Perspectives d’amélioration
Plusieurs axes sont envisagés pour enrichir la version 2.0 de RoadSimulator3 :
-
Simulation avancée des scénarios gyroscopiques
Intégration d’événements fins comme l’ouverture de portière (signature gyroscopique brève et localisée), les rotations lentes au ralenti ou les effets inertiels typiques des virages urbains serrés. -
Fusion GNSS / IMU / odométrie
Ajout d’un module de fusion multi-capteurs inspiré des approches SLAM ou des filtres invariants zhao (2020), permettant d’améliorer la continuité de la trajectoire en zone GNSS dégradée et de renforcer la robustesse des détections. -
Apprentissage supervisé de signatures inertielle complexes
Utilisation de jeux de données réels pour apprendre des profils inertiels typiques via des réseaux de neurones ou des techniques d’apprentissage par motifs, en vue d’améliorer l’injection comme la détection.
Conclusion
Ces pistes d’amélioration visent à renforcer la fidélité physique et comportementale des événements simulés dans RoadSimulator3. Elles permettront d’étendre les cas d’usage, d’accroître la robustesse des algorithmes en conditions réelles, et de rapprocher davantage les données simulées des signaux issus de capteurs embarqués dans des véhicules réels.
Conclusion du chapitre 5
Ce chapitre a présenté en détail les méthodes de détection automatique des événements inertiels dans RoadSimulator3, en s’appuyant sur des trajectoires simulées enrichies et des jeux de données réels.
Les contributions majeures incluent :
- la formalisation des signatures caractéristiques pour chaque type d’événement (accélération, freinage, dos d’âne, etc.),
- l’élaboration de détecteurs fondés sur des seuils inertiels, des critères temporels et contextuels,
- l’évaluation rigoureuse des performances via des indicateurs standards (précision, rappel, F1-score),
- la validation croisée avec des trajectoires bruitées ou partiellement observables,
- l’étude de la robustesse face à des perturbations réalistes (bruit IMU, perte GNSS, enchaînements rapides).

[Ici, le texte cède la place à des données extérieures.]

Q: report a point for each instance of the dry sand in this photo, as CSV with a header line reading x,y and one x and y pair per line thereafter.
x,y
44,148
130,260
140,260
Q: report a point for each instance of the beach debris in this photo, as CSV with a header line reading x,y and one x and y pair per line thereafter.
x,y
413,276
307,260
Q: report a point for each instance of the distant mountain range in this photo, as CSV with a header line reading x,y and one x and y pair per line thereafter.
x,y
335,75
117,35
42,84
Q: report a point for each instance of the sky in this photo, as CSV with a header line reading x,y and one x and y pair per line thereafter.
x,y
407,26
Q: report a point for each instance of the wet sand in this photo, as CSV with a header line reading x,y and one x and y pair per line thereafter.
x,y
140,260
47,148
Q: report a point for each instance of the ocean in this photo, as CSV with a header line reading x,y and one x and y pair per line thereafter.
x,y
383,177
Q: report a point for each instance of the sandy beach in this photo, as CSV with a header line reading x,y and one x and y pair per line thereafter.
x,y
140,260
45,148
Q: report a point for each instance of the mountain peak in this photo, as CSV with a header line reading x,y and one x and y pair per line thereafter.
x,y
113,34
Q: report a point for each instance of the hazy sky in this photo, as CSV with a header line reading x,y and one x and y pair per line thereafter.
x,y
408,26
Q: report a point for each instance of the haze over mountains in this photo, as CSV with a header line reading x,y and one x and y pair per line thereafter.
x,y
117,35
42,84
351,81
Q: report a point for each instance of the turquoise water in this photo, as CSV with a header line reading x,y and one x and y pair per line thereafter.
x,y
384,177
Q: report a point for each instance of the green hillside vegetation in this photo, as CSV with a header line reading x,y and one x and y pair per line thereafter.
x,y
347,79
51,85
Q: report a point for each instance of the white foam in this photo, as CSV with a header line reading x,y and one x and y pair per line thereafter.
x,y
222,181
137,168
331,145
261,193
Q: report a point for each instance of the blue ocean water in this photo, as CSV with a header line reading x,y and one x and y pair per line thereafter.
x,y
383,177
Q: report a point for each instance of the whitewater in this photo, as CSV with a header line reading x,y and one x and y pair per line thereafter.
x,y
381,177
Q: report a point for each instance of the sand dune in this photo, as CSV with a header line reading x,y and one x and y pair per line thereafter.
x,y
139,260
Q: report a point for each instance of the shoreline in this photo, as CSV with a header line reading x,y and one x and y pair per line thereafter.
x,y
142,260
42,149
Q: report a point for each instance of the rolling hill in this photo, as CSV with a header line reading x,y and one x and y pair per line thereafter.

Les résultats obtenus confirment la capacité de RoadSimulator3 à produire des trajectoires synthétiques où les événements inertiels sont à la fois fidèles, injectés avec contrôle, et détectables avec une bonne précision, y compris en conditions dégradées.
Ce socle méthodologique prépare le chapitre suivant, consacré à l’analyse comportementale des conducteurs à partir des événements détectés, et à l’extraction d’indicateurs dynamiques à haute fréquence pour la modélisation du style de conduite.